アイリッシュ界随一の名フィドラーKevin Burkeの2ndソロ。Peter Browne(Flute),、Michael O Domhnaill(g)、Paul Brady (Mandolin, Piano)、Jackie Daly(Accordion)、Donal Lunny (Bouzouki)というアイリッシュ界の錚々たるメンバーがクレジットされているが皆殆どちょい役程度の参加で、あくまでこのアルバムのメインとなるのはKevin Burkeによる「ソロ演奏」。完全なフィドルソロによる3曲やJackie Dalyのアコーディオンとのユニゾン曲2曲など伴奏楽器がない演奏がこのアルバムのほとんどを占めていて、伴奏にたよらずメロディ楽器だけでメロディとリズム、グルーブの両方を生み出すアイリッシュ音楽本来の魅力を存分に味わえる作品となっている。最近のソロ作「In Concert」でもフィドルソロを演奏しているが、そちらではメロディの変奏や独特の枯れた味わいの方が印象強く、それはそれで魅力的なのだが、このアルバムでの若々しく力強い切れのある演奏は本当に素晴らしい。あまりの素晴らしさにフィドルソロであることに気づかなかったりする。(多重録音の曲もあるが、その場合でも完全にユニゾンでアンサンブルはなし)フィドル1本でこれだけ豊かな音楽が作れることに感動できる名盤。

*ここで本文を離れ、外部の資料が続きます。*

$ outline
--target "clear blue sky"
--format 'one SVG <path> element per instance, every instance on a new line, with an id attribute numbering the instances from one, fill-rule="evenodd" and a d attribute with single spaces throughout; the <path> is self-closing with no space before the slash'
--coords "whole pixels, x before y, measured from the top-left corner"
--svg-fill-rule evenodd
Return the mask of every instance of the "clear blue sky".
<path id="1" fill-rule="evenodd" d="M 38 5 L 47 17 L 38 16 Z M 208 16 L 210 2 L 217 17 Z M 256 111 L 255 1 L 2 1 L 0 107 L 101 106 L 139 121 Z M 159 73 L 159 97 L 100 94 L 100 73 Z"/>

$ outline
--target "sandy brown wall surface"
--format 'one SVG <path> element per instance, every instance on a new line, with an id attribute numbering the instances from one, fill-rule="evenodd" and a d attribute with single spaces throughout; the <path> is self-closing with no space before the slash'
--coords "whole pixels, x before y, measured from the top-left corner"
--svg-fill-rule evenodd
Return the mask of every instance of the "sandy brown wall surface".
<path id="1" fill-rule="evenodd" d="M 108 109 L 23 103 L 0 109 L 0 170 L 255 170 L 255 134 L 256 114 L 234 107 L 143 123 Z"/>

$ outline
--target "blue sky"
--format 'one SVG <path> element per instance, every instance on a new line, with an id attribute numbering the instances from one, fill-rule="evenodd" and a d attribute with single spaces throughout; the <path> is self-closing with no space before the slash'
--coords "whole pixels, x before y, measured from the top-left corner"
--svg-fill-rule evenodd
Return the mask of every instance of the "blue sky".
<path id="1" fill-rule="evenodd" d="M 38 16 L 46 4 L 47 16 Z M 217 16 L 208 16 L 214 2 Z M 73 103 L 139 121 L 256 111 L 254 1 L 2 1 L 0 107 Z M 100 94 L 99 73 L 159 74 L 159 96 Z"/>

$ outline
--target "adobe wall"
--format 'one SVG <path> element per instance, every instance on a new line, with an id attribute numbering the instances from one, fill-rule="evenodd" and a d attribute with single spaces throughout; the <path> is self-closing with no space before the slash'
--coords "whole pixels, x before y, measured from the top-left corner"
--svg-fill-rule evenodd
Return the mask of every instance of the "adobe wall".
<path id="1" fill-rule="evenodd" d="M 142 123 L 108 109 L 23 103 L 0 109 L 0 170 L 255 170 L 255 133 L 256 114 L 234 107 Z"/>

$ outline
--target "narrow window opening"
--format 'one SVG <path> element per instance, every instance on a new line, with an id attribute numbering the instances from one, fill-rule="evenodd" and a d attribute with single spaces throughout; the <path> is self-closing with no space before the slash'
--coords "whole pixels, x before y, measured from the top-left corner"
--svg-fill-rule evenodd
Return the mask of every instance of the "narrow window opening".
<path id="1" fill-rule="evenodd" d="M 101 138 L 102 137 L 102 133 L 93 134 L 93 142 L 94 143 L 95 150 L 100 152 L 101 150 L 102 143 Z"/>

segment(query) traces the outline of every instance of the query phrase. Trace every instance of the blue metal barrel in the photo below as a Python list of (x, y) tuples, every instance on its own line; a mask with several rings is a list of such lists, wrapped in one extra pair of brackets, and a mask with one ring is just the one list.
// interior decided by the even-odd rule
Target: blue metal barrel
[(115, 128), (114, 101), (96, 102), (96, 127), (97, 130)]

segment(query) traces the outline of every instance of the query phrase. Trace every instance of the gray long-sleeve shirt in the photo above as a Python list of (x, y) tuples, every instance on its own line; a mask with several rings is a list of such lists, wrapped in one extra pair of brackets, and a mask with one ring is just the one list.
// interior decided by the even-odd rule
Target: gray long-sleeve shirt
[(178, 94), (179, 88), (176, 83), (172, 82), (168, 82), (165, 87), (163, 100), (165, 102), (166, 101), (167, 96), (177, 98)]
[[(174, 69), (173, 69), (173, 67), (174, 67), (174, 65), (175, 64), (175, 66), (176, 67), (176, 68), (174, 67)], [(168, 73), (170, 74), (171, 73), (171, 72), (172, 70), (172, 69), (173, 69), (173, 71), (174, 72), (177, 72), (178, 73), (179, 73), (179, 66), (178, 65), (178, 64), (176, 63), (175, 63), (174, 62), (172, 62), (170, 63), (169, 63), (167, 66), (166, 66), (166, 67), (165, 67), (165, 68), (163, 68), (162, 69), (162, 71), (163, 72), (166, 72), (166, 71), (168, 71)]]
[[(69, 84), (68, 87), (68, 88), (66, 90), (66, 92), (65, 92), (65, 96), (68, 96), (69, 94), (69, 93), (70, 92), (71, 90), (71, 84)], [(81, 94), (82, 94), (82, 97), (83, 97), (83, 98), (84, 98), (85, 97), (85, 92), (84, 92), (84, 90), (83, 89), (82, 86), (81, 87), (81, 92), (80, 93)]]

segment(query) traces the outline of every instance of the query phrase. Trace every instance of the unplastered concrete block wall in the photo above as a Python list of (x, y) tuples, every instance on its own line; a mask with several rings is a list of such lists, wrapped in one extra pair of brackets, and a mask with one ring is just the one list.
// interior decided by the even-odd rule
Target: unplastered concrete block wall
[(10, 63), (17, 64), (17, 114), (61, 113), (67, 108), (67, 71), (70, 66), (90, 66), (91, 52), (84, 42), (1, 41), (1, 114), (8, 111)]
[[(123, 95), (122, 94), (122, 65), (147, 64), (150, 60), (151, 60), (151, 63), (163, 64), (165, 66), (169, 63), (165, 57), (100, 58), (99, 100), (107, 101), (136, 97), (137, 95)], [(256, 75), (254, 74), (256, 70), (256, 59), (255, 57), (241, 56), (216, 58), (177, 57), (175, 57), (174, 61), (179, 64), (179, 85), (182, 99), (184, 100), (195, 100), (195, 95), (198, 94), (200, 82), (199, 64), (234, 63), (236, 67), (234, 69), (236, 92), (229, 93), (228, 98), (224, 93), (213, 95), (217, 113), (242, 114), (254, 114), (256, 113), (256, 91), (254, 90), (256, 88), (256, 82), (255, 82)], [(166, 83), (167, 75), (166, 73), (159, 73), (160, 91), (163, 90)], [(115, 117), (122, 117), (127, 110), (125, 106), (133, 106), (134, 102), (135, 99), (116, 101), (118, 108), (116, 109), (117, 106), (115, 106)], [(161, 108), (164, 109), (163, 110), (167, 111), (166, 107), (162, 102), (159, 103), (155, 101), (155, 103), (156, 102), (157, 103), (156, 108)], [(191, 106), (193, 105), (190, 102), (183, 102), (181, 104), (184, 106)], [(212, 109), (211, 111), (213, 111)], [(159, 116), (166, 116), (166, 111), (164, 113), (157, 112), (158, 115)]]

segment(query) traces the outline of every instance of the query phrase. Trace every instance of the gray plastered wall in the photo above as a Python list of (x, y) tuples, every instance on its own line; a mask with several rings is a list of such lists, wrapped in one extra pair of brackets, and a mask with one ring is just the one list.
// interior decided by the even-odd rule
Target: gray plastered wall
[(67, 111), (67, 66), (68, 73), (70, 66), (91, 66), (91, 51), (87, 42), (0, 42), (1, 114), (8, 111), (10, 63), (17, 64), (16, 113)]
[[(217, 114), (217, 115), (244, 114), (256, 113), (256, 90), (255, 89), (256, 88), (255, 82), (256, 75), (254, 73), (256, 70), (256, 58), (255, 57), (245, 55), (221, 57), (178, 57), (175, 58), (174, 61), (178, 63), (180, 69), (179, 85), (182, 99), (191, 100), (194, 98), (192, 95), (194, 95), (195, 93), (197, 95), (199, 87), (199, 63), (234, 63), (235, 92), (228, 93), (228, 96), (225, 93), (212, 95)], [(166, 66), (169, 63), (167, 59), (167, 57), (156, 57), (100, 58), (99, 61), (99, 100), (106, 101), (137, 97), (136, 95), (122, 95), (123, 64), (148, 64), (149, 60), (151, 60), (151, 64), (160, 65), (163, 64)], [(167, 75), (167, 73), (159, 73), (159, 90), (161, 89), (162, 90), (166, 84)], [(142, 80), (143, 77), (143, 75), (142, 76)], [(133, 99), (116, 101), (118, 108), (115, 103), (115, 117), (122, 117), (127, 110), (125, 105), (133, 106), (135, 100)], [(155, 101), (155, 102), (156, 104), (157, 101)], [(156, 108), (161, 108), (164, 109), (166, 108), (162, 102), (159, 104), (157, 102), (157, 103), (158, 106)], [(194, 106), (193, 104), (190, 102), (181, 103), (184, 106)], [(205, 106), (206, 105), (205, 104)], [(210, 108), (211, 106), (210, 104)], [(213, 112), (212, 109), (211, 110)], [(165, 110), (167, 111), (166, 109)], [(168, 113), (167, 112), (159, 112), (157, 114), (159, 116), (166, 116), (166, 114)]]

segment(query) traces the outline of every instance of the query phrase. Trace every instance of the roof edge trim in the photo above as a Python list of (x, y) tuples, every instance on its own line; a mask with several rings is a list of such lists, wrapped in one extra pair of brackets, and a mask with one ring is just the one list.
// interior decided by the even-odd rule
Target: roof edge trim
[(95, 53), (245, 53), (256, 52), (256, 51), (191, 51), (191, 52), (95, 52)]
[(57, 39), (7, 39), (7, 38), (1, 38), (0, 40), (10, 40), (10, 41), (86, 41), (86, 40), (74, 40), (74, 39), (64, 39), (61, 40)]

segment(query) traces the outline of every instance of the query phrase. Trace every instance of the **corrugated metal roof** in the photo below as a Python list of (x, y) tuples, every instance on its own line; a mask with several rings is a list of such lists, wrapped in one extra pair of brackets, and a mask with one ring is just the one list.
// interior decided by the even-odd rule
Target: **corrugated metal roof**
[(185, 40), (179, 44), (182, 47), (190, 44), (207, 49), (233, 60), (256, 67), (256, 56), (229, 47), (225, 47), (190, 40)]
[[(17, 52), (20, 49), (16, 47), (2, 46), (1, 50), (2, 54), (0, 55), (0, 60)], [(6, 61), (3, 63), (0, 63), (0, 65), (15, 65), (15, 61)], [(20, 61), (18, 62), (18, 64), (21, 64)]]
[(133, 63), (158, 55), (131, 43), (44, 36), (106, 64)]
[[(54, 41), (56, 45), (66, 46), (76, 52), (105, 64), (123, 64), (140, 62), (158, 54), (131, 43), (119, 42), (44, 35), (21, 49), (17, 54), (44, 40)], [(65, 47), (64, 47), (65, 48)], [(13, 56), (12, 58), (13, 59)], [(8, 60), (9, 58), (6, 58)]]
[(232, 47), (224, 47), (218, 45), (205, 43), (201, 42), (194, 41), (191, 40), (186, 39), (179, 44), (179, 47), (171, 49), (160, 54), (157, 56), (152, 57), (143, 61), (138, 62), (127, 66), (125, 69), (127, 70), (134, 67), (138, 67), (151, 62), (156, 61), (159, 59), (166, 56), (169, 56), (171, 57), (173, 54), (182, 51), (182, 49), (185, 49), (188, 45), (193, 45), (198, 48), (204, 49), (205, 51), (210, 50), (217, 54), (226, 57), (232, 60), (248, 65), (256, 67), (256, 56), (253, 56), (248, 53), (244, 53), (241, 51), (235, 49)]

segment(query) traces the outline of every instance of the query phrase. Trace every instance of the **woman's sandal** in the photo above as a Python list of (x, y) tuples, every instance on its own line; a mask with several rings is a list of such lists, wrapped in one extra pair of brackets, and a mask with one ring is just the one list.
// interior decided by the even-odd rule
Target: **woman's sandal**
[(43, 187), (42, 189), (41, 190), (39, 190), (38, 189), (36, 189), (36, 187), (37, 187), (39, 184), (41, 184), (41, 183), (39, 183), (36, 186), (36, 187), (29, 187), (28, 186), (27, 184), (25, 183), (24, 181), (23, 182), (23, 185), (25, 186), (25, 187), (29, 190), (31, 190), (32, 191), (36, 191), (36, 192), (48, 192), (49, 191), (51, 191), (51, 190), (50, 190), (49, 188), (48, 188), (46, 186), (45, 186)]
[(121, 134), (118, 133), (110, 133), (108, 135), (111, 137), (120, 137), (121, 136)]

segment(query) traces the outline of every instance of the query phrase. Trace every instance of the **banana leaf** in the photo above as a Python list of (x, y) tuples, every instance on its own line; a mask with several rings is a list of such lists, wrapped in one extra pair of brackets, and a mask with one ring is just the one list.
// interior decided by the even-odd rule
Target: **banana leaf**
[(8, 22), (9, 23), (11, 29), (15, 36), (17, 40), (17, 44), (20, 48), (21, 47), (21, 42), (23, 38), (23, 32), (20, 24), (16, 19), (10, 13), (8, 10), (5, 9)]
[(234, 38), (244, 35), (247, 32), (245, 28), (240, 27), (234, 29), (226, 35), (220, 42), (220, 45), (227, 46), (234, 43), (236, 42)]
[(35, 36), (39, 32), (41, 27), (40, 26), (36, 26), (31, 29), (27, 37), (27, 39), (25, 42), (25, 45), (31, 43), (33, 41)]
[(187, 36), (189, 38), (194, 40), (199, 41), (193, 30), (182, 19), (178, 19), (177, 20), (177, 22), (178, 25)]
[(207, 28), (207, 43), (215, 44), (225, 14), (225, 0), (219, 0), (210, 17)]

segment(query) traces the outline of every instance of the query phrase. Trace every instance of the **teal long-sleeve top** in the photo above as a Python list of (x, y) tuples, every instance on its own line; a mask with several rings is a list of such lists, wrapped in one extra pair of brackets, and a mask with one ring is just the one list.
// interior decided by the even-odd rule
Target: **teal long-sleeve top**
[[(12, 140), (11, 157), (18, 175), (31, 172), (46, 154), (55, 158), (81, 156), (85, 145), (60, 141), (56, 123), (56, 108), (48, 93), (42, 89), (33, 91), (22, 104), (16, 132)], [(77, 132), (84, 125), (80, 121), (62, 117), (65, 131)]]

Kevin Burke/IN CONCERT(1999年)

Bothy Band、Patrick Streetなどの名バンドに参加したアイリッシュ界の名フィドラーKevin Burkeのソロライブアルバム。3曲でMartin Hayesとのツインフィドル、3曲でギターがバッキングしているが大半の曲はKevinの完全なソロ演奏であり、彼のフィドルの魅力を堪能することができる。彼のフィドルの音は参加するバンドやユニットによって質感が異なり、特に割りとゆったりとして繊細さも感じさせる音を聞かせている印象があるのだが、ここで聴かれるのは太く力強い音であり、フィドルの単音だけで見事に躍動感あふれるビートを刻んでいて有無を言わさぬ圧倒的な存在感を感じさせる。正直そのフィドルの音だけでノックアウトされてしまう。またそれだけでなくメロディのアドリブも見事で、ターンごとに変化していくメロディは飽きさせることがない。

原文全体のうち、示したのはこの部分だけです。